On the actors themselves, let me observe that the Terminators of our century have had an ongoing problem with casting bland white guys as the lead – chronologically listed, they are Nick Stahl, Sam Worthington, and now Jai Courtney. Regarding Sarah Connor, Emilia Clarke (a.k.a. Daenerys Stormborn, the Mother of Dragons) mostly does an impression of T2-era Linda Hamilton. It’s an okay impression but not an impressive acting job on the whole.

This isn’t the worst nostalgia-driven movie I’ve seen – that distinction would go to the 2012 Total Recall – and I can honestly say it was an okay bit of fluff. However, and speaking as a fan of the franchise, I wish that they’d stop rehashing the same story and make something new again. They kind of tried with Salvation, which was entirely set in the apocalyptic future, but that movie never examined the world it was set in and was just about some guy stumbling through the wasteland. I’m not asking for high art here, Terminators. Be like Predators and give us something different.

Danger Zone

I’ve been sick with either a cold or a flu, so yesterday I stayed in bed and watched Point Break. It’s really a perfect Saturday afternoon movie. I’d never seen it before, but it had been on my list for a while and the other movies I had on hand seemed too deep to watch while fever-tripping (Atonement, The Sound of My Voice, and Never Let Me Go).

I’d forgotten how shitty the early 90s looked. The clothes and the boxy cars gave me a feeling of constriction and heat stroke, like I was wearing too-tight clothes in a noisy office with no air conditioning.
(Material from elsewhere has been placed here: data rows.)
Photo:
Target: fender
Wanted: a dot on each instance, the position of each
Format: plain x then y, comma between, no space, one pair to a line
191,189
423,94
And it’s got that L.A. River again from Terminator 2, probably one of the crappiest rivers in the world.

I do wonder how the surfing scenes were shot. It would have been hilarious if the director had used the same trick as Elvis in Blue Hawaii, but the actors and their doubles were actually out there on the waves. And kudos to all for the sky diving scenes. They make no sense and are barely justifiable in plot terms, but they do tie in thematically to the whole “freedom” thing the surfers are into. I must mention that my only exposure to surfer talk is from Teenage Mutant Ninja Turtles, so it was kind of weird hearing people say “radical” with no trace of irony.
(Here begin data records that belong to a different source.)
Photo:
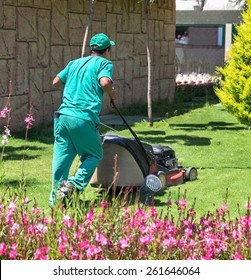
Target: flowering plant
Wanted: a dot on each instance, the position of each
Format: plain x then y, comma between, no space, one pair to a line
108,231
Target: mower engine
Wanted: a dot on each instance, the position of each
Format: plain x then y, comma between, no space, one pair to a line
165,156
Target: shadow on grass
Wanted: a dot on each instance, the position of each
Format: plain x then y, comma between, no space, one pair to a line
209,125
16,183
I also have to give props for how the action unfolds. The movie zips along from scene to scene with nary a slow part. The biggest negative to the movie is, once again, Keanu Reeves’ acting. I forget every time how wooden he is and am reminded whenever I see a new movie with him in it.

Overall, though, I found this movie diverting.

War of the Worlds Part II

What’s this? An unofficial animated sequel to The War of the Worlds set during the First World War?

And it’s from Malaysia, too. Hmm . . .

Well, the CGI war machines look good but the animation of the human characters looks kind of like it’s from a late 90s or early 2000s cheapo cartoon show, like that Saturday morning Stargate one. I suppose it’s nice to see animation from countries besides Japan or the US. We’ll see if the animation industry in Malaysia is a going concern from here on.